Une variation de climat influait sur les mœurs animales.
Depuis quatre ou cinq ans les coccinelles envahissaient l’intérieur des maisons. Au premier gel, elles s’y bousculaient par dizaines.
Elles se cachaient sous les plinthes, attendant le redoux dans leurs infimes recoins.
Au mois de mars on en trouvait partout : à cheval sur les robinets, escaladant les rideaux, nichées derrière les oreillers. Trottinant sans relâche, elles grimpaient le long d’un cable pour redescendre sur un tuyau de chauffage.
Elles couraient sans arrêt, infatigables. Grâce à leurs griffes minuscules, très solides malgré la finesse de leurs pattes, elles restaient accrochées aux parois verticales.
Elles étaient de couleurs plus diverses qu’autrefois, le plus souvent d’un rouge à pois noirs, mais certaines sujettes à l’inversion, leur fond noir tatoué de larges cercles orange.
Elles sillonnaient le carrelage du couloir, au risque d’être écrasées par un talon. Et dans leur imprudence, c’est ce qui leur arrivait parfois.
Marie ramassait alors la petite bête meurtrie, dont elle aurait voulu lisser la carapace pour la rendre à la vie.
Mais on ne caresse pas les coccinelles.
Elle en retrouvait sous les meubles, leurs corps menus desséchés, enroulés dans une gaze de poussière, si légères déjà, vidées de leur agilité de vaillantes sentinelles.

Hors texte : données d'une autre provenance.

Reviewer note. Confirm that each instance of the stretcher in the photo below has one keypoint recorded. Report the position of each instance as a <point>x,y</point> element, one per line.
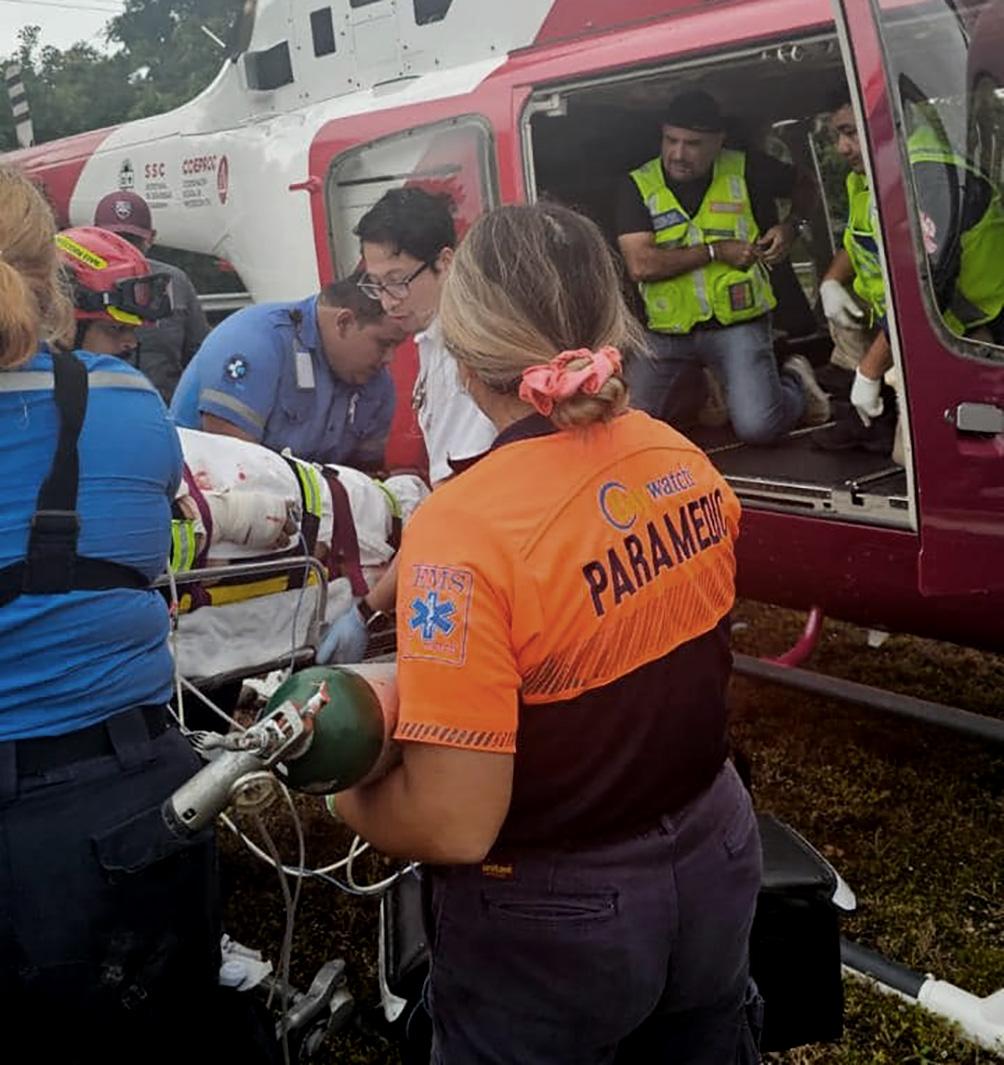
<point>267,550</point>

Elle les repêchait, tombées au creux du lavabo, perchées aux cimes des brosses à dents, ou glissées sous une cuvette. Elles partageaient son espace intime et leurs itinéraires qui se croisaient lui donnaient l’impression d’être environnée d’âmes compréhensives qui, comme elle, s’affairaient sans cesse.
Ce matin-là elle en avait dénombré neuf à s’obstiner sur les vitres de la salle à manger, et une quinzaine à s’agiter au plafond : elles s’élançaient à l’aveuglette vers des issues improbables.
Pourtant elles ne remettaient jamais en cause la pertinence de leur mission.
Vite, le printemps était là.
Elles cherchaient frénétiquement leur chemin d’évasion.
Si l’une était détournée de sa trajectoire, elle repartait aussitôt dans une direction imprévue.
Avec le même empressement.
La même foi.
C’est leur humanité que Marie aimait suivre à la trace, ce penchant à repartir toujours vers un nouveau projet, quitte à en examiner le bien-fondé une fois qu’on est dans la panade.
Elles ne s’accordaient aucun répit dans leur quête d’une fente microscopique. Elles couraient vers les rosiers où pondre, vers les feuilles juteuses où dévorer les larves de pucerons, pour la joie des jardinières.
Elle les cueillait sur une feuille de papier puis, ouvrant la fenêtre, les propulsait d’une chiquenaude.
Elle riait d’aise à leur envol, devinant leur soulagement.
Quand elle les surprenait dans sa chambre le soir, elle les faisait patienter jusqu’au matin, la nuit était trop froide.
Elle rouvrait sa fenêtre cinquante fois par jour pour déposer sur le bord une des minces coques rondes qui, à peine atterrie, repartait promptement sur ses pattes fébriles, à la recherche d’une mousse humide où étancher sa soif.
Elle attachait au sort de chacune celui d’un détenu politique
dont elle réclamait la grâce à l’international
(misant sur la faiblesse des tyrans
asservis à leur gloire).
Sa maison était ainsi peuplée de tout un réseau inaudible, qui vibrait au rythme des créatures prisonnières.
Vouées à leur tâche de gardiennes en alerte,
elles proclamaient sans bruit
l’urgence d’un monde meilleur à concevoir.